Basically, there are various feedback loops that ensure that the system optimizes properly. This is done by introducing the Error Budget. 100% uptime is not realistic and much too expensive. Also, often it is not necessary. When your mobile app cannot connect to the server at all for 1 out of 100 calls, it is perfectly acceptable for your service to have an error every 1 out of 1000 calls. The end user will not notice this, the errors drown in the background noise of other errors.

This all means that your Service Level Objective (SLO) can be less then 100%. 100% – your SLO is then your error budget. Now a couple of constraints make sure that effort is suitably divided between the SRE team an de DEV team. First of all, they both hire from the same headcount. One SRE extra means one developer less. An SRE cannot spend more than 50% time on operations. If a system has more incidents than the SRE can handle within that time, the tickets are routed to the developer team. Developer teams can only deploy if they have a positive error budget.

These constraints and the error budget make sure that developer teams have the greatest interest in fixing problems. If one developer spoils the error budget by committing a bug, the others cannot release their features. This will make sure the dev team will ‘self-police’ their activities. On the other hand, the SREs can spend 50% of their time in making the system better. Everybody wins.

More in-depth information can be found in the SRE book as there are many details that I have no space to express here properly.

Breaking things on purpose

Outages are expensive. An hour of downtime can easily cost an organization many thousands of euros. You really want to proactively avoid this. Therefore it is good to actively think about the failures that might happen, test for them and fix any bugs that may arise.

Kolton Andrus, co-founder of Gremlin and former Chaos Engineer at Netflix, presented the Game Day. It is a day where your team will do a scientific experiment with respect to possible failures.

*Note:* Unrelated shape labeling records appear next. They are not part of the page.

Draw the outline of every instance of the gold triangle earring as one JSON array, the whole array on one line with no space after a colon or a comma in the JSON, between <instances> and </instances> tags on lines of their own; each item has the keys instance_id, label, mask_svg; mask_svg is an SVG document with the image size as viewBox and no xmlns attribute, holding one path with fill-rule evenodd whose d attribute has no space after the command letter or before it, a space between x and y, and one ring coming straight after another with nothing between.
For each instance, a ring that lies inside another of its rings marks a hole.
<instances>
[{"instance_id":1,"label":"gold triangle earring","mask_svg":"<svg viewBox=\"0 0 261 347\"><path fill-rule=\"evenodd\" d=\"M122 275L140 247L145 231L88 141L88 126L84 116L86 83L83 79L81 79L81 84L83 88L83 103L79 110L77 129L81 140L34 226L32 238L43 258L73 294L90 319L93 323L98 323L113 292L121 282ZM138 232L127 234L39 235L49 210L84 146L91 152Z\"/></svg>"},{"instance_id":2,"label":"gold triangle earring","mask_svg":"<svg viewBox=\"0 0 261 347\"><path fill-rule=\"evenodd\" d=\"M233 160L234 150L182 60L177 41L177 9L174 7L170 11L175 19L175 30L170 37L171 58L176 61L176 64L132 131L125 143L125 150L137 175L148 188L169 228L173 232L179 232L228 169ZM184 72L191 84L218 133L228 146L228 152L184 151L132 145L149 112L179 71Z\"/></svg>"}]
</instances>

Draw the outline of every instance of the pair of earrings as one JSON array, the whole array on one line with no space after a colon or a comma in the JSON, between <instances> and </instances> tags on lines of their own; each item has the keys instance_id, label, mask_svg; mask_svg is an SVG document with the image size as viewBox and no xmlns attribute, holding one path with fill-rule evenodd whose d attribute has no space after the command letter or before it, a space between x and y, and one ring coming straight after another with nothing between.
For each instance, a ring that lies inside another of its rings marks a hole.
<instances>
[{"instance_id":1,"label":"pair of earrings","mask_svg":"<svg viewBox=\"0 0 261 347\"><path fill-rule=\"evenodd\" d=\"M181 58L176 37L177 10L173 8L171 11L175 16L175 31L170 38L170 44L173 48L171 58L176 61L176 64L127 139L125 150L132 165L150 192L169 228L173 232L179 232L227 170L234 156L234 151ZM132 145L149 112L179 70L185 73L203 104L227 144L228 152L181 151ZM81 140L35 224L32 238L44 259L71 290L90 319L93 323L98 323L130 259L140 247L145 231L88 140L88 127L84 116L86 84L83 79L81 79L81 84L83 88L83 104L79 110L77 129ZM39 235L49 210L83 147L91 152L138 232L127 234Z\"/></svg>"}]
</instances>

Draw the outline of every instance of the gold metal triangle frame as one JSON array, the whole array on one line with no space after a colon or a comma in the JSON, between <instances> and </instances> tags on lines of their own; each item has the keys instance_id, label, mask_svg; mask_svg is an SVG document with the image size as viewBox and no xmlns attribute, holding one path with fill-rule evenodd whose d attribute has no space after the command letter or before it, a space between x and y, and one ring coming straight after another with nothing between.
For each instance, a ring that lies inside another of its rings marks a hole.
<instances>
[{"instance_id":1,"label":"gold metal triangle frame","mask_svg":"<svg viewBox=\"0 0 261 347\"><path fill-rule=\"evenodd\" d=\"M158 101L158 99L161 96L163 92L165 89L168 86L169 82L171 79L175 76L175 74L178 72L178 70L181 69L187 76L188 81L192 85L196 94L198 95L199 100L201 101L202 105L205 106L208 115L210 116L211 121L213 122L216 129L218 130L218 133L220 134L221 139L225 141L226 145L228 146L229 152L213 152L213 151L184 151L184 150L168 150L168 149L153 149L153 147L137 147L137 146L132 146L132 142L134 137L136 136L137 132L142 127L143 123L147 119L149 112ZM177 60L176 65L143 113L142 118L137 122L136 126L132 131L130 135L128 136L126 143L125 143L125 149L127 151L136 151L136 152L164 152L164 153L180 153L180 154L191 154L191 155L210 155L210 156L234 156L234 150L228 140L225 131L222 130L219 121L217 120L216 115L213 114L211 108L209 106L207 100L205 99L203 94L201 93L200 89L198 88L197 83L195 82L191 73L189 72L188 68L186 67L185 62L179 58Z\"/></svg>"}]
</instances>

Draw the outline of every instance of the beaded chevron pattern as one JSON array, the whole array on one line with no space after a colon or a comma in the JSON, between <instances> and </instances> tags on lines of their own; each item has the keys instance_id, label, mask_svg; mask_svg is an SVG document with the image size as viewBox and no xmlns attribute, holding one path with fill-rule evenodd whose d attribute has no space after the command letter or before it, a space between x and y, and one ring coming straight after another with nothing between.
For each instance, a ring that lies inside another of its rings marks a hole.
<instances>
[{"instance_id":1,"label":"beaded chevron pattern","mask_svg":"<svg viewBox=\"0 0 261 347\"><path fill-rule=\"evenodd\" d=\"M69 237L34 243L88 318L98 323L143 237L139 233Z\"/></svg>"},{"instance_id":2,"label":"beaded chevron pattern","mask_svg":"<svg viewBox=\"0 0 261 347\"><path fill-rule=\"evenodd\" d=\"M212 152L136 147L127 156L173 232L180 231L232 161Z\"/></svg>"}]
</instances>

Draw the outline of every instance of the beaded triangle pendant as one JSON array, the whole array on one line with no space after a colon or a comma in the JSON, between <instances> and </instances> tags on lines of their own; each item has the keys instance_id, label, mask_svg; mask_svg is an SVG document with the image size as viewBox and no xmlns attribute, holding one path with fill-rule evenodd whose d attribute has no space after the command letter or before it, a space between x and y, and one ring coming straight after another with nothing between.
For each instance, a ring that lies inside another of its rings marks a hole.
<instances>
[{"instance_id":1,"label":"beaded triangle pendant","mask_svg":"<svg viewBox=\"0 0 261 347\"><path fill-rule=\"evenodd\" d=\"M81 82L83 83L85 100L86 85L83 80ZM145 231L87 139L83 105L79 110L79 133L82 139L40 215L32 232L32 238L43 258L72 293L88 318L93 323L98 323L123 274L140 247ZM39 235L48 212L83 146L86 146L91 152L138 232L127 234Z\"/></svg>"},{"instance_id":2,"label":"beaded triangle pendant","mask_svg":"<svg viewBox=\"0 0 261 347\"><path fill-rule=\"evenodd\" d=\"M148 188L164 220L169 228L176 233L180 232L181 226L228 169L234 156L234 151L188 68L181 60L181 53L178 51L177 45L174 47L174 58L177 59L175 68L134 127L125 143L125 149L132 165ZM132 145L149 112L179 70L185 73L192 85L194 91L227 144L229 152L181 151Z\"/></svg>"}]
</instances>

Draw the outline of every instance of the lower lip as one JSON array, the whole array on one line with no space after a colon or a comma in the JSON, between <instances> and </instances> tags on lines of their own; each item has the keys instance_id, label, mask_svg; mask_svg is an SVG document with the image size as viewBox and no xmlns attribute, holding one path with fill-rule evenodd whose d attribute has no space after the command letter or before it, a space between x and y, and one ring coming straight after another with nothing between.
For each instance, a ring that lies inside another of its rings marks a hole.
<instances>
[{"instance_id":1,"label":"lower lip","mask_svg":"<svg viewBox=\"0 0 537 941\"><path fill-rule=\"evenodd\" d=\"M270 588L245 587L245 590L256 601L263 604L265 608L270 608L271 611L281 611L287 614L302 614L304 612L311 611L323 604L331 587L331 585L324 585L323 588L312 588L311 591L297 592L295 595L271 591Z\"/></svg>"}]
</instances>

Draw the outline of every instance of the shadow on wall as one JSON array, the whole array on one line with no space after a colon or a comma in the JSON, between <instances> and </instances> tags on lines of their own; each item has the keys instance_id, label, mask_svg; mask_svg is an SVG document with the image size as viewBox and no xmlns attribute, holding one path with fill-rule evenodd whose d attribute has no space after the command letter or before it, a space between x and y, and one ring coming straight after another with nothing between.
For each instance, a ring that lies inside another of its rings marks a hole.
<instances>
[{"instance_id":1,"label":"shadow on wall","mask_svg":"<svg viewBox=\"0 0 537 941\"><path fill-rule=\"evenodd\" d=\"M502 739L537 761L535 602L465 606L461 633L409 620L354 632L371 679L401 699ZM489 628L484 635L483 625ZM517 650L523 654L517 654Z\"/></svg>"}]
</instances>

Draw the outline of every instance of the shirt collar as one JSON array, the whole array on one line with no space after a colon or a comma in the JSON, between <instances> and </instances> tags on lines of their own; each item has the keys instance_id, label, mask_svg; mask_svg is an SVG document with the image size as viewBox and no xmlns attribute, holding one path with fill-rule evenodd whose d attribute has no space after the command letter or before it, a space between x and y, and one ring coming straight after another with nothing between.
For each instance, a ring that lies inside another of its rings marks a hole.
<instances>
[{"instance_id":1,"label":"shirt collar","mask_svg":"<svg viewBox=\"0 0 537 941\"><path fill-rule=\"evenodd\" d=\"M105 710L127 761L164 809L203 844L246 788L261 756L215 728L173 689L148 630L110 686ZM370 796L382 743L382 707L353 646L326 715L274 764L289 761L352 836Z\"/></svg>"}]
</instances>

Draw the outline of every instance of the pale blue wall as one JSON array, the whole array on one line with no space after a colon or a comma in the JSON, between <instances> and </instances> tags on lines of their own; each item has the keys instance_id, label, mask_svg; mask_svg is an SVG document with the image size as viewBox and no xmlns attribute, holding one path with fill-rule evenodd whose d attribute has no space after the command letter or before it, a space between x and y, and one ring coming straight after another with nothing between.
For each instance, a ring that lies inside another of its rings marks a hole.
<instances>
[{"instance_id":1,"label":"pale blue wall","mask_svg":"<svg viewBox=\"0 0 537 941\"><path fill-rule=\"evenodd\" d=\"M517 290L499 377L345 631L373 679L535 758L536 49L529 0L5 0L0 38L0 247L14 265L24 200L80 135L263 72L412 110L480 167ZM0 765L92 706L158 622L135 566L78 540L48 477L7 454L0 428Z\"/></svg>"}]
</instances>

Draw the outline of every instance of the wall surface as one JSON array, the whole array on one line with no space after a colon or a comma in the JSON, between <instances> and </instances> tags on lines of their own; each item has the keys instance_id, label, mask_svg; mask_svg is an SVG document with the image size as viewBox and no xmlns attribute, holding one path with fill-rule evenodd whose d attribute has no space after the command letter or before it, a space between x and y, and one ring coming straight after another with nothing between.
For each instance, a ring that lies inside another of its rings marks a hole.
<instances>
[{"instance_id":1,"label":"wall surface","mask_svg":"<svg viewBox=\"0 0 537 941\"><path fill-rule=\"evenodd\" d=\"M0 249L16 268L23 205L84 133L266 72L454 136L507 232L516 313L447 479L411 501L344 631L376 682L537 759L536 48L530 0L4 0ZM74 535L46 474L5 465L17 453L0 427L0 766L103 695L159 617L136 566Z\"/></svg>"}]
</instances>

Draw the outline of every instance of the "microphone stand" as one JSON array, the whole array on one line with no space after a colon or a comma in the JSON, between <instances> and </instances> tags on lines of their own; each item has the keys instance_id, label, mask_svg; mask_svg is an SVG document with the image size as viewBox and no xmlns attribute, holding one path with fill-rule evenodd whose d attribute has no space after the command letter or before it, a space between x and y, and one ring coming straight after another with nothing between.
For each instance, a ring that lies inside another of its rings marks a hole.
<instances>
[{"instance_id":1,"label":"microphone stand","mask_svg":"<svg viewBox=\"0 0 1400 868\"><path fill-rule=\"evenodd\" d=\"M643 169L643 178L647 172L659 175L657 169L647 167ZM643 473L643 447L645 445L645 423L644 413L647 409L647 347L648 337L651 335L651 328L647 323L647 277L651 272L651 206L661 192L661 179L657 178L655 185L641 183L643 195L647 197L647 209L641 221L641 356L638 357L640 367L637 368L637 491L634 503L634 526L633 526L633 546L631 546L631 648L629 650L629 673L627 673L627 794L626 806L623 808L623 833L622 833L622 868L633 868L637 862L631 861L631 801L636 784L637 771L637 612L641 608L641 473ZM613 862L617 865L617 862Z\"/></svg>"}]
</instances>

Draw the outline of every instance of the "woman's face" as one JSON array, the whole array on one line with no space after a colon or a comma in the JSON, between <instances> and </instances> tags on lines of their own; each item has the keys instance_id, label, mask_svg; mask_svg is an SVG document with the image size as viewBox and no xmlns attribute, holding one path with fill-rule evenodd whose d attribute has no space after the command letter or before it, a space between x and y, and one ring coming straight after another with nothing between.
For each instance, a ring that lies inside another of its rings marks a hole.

First you think of some hypothesis, how might your application fail. Then you design a test scenario. It is very important to think carefully about the blast radius of your experiment. Communicate very clearly to everyone that your team will be running this experiment. Then when the Game Day arrives, you execute the test in an iterative loop. Increase the strength of the failure until your application breaks, or one of the abort criteria is met. Then fix the problems you have encountered.

Compared to Netflix’s Chaos Monkey the advantage is that this procedure is not random. It is much easier to reason about what happens when you conduct the experiment under controlled circumstances.

Once you have increased your confidence in your environment, you should really start running your tests in production. This is the ultimate proof of confidence.

The new era of computing

As we have seen there are some great advances made in how we run and operate our IT. These takeaways from the GOTO conference are a nice example of these advances.

NOTE: I will update this post later with links to the talks.